London's police department was once known for its good manners, sel-control, lack of weapons and victimization by every petty crook in the city. apparently times have changed as British Bobbies will be appearing in the dock in London's courts for their brutal treatment of reportedly peaceful demonstartors at the G-20 Summit Meeting in April.

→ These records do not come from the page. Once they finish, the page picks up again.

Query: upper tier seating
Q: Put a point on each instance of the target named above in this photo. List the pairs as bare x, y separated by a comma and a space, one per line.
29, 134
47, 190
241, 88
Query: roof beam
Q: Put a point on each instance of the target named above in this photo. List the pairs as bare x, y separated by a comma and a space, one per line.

Armed with riot gear, automatic weapons, batons that magically turn into handcuffs and attack Irish Setters the bobbies beseiged the pacific protesters leaving behind a mass of suffering humanity complaining of broken bones,and fouled virgin ears.MP Hogwarth has been an outspoken critic of the bobbie brutishness:
"I've attended these demonstrations for years now and it's the best place to score some really raging weed and get that good old hippie tail we all miss since the 60's. Well, we were all just minding our own business protesting the global capitalist conspiracy, getting high and I just about had my mitts on this super hot 16 year old with blond braids and the shortest skirt in the kingdom when the G-20 gangbusters make their dramatic descent. Instead of sharing a case of the munchies after a sweet roll in the hay with some tight teeybopper, I spent the night in the Tower of London. Just made it back to my taxpayer funded mansion by noon to add the pot and the prostitute to my expense account. It just ain't just!"